Bu durumda, istinaf kanun yoluna başvuranın dilekçesinde yer verdiği itirazların açıklanan gerekçe ışığında yerinde olmamasına, kararda kamu düzenine ilişkin bir aykırılık bulunmamasına, kararının usul ve esas yönünden hukuka uygun olmasına göre, duruşma açılmasına gerek görülmeyerek Hukuk Muhakemeleri Kanunu’nun 353/1-b-1 maddesi gereğince istinaf başvurusunun esastan reddine karar verilmesi gerekmiştir.

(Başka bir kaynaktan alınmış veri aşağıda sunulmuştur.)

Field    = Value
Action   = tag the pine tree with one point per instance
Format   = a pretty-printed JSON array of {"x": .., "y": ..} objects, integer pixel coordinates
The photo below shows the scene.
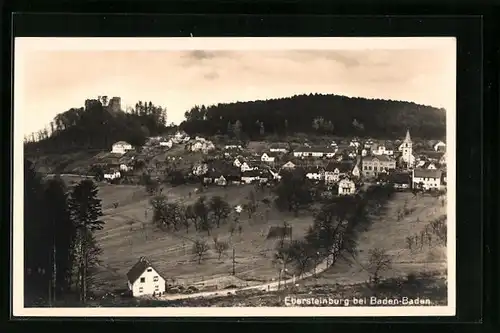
[
  {"x": 85, "y": 211},
  {"x": 64, "y": 233}
]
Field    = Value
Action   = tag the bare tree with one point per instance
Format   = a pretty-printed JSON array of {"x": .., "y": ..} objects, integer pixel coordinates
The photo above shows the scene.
[
  {"x": 200, "y": 249},
  {"x": 378, "y": 262}
]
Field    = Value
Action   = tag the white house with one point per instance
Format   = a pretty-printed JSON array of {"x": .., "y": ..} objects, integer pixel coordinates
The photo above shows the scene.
[
  {"x": 144, "y": 279},
  {"x": 167, "y": 144},
  {"x": 200, "y": 169},
  {"x": 442, "y": 160},
  {"x": 180, "y": 135},
  {"x": 249, "y": 176},
  {"x": 382, "y": 150},
  {"x": 426, "y": 179},
  {"x": 334, "y": 170},
  {"x": 346, "y": 187},
  {"x": 314, "y": 173},
  {"x": 288, "y": 165},
  {"x": 268, "y": 157},
  {"x": 439, "y": 146},
  {"x": 110, "y": 175},
  {"x": 245, "y": 166},
  {"x": 125, "y": 167},
  {"x": 237, "y": 163},
  {"x": 233, "y": 146},
  {"x": 121, "y": 147},
  {"x": 354, "y": 143},
  {"x": 202, "y": 145},
  {"x": 429, "y": 166},
  {"x": 356, "y": 172},
  {"x": 279, "y": 148}
]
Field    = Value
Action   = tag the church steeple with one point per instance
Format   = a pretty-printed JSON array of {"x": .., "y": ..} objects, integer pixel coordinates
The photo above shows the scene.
[{"x": 407, "y": 138}]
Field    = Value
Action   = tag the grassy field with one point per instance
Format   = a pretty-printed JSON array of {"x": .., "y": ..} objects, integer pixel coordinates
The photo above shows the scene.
[
  {"x": 128, "y": 235},
  {"x": 386, "y": 232}
]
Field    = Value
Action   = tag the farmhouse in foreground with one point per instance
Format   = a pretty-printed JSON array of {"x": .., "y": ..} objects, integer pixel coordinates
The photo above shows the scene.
[{"x": 144, "y": 279}]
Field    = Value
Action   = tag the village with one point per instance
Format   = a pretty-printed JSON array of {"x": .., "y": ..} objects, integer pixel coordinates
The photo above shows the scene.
[{"x": 343, "y": 167}]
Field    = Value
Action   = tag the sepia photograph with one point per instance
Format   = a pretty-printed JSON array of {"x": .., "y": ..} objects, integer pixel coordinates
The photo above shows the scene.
[{"x": 234, "y": 177}]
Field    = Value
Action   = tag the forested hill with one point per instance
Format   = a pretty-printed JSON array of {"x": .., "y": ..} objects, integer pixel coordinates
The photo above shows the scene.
[
  {"x": 316, "y": 113},
  {"x": 96, "y": 126}
]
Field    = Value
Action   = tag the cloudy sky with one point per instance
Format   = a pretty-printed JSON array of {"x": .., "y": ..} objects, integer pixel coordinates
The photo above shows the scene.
[{"x": 51, "y": 80}]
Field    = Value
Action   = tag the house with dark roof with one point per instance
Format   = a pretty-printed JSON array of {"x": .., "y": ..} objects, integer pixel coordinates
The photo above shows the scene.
[
  {"x": 400, "y": 180},
  {"x": 268, "y": 157},
  {"x": 334, "y": 170},
  {"x": 314, "y": 172},
  {"x": 144, "y": 279},
  {"x": 121, "y": 147},
  {"x": 426, "y": 179},
  {"x": 373, "y": 165},
  {"x": 279, "y": 147},
  {"x": 250, "y": 176}
]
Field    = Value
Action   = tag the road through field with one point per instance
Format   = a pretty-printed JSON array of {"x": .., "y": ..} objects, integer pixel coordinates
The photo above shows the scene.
[{"x": 273, "y": 286}]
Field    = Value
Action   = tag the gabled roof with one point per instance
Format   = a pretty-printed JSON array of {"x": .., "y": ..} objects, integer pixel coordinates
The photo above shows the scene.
[
  {"x": 407, "y": 137},
  {"x": 426, "y": 173},
  {"x": 279, "y": 145},
  {"x": 315, "y": 150},
  {"x": 136, "y": 271},
  {"x": 433, "y": 154},
  {"x": 250, "y": 173},
  {"x": 270, "y": 154},
  {"x": 312, "y": 169}
]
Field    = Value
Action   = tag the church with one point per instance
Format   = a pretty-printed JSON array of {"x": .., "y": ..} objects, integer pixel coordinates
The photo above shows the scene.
[{"x": 406, "y": 149}]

HÜKÜM : Yukarıda açıklanan nedenlerle;
1-Davalı vekilinin istinaf başvurusunun Hukuk Muhakemeleri Kanunu’nun 353/1-b-1 maddesi uyarınca ESASTAN REDDİNE,
2-Davalı yönünden istinaf karar harcı olan 31.454,13 TL’den peşin alınan 7.864,00 TL’nin mahsubu ile eksik kalan 23.590,12 TL’nin davalıdan alınarak hazineye gelir kaydına,
3-İstinaf başvurusu nedeniyle davalının yaptığı giderlerin kendi üzerinde bırakılmasına,
Dosya üzerinden yapılan inceleme neticesinde, kararın tebliğinden itibaren iki hafta içinde Yargıtay ilgili Hukuk Dairesinde temyiz yolu açık olmak üzere 20.10.2022 tarihinde oy birliğiyle karar verildi.